Needless to say, local teachers, nurses, doctors and other salaried people who didn’t visit the nearby beer-hall to ‘buy their loyalty’ from the local party mafia were constantly threatened with dire consequences should they dare vote against musangano. Such was the atmosphere of utter terror that I wasn’t surprised when none of them showed up at all.

Opinion polls emerging from Kenya indicate that most Kenyans are satisfied with the Hague process and want to see these suspects put on their defence.
Any right-thinking African who entertains the argument that the ICC has unfairly targeted Africans since its inception should be ashamed of themselves.

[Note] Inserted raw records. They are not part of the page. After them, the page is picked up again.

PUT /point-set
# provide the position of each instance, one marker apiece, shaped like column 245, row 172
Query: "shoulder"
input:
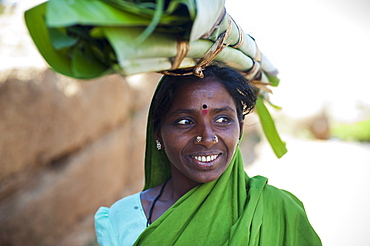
column 271, row 194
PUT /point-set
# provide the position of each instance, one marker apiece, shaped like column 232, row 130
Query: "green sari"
column 232, row 210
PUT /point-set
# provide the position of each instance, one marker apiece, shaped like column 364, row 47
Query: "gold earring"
column 215, row 139
column 159, row 145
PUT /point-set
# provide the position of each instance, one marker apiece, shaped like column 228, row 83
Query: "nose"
column 206, row 135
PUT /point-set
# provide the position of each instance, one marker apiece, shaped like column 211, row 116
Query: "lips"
column 205, row 158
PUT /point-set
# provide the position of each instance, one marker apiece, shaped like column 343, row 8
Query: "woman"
column 197, row 192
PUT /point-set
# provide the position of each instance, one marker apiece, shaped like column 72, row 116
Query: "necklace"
column 149, row 221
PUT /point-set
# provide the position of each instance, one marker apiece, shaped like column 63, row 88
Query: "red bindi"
column 204, row 111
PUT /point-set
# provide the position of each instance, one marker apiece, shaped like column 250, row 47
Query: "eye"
column 184, row 122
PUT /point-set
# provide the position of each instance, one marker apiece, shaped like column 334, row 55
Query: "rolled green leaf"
column 269, row 129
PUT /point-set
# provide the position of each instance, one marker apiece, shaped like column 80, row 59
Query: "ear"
column 158, row 136
column 241, row 127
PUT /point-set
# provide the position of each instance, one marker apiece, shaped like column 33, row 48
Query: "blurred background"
column 68, row 147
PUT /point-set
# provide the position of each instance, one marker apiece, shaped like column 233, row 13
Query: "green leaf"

But it gets better. The same opinion polls show most Kenyans are unlikely to ever vote for those party bosses on Moreno Ocampo’s list of doom. Serves them right!

Accountability

So where does the Kenyan story leave us? As Zimbabweans, we must begin to hold our leaders accountable for their actions.

Reports from the disputed 2008 elections showed party bosses and candidates were paying party youths to terrorize opponents and their supporters.

Sometimes these party youths were transported to different villages and towns to burn down opponents’ homes, rape women and in some cases, kill. While a few of these foot soldiers have been dragged to court, do we not know the sponsors of these terror campaigns? In the name of political compromise, some of these man-eating monsters are now sitting pretty as ‘esteemed’ cabinet members in the so-called GNU.

Our communities must refuse to be marshaled into tribal garrisons and reduced to tribes-people, so to speak.

In the forthcoming election, our young people must refuse to be reduced to running dogs of party bosses who would otherwise never touch them with a ten-foot pole.

More importantly, we need a new constitution that clearly holds sponsors and perpetrators of political violence accountable.

After all, villages and towns that were ripped apart by political violence in 2008 have yet to heal while those who sponsored that violence have gleefully barricaded themselves behind high walls and travel in fast German cars. Pasi nemhondi! Viva o povo!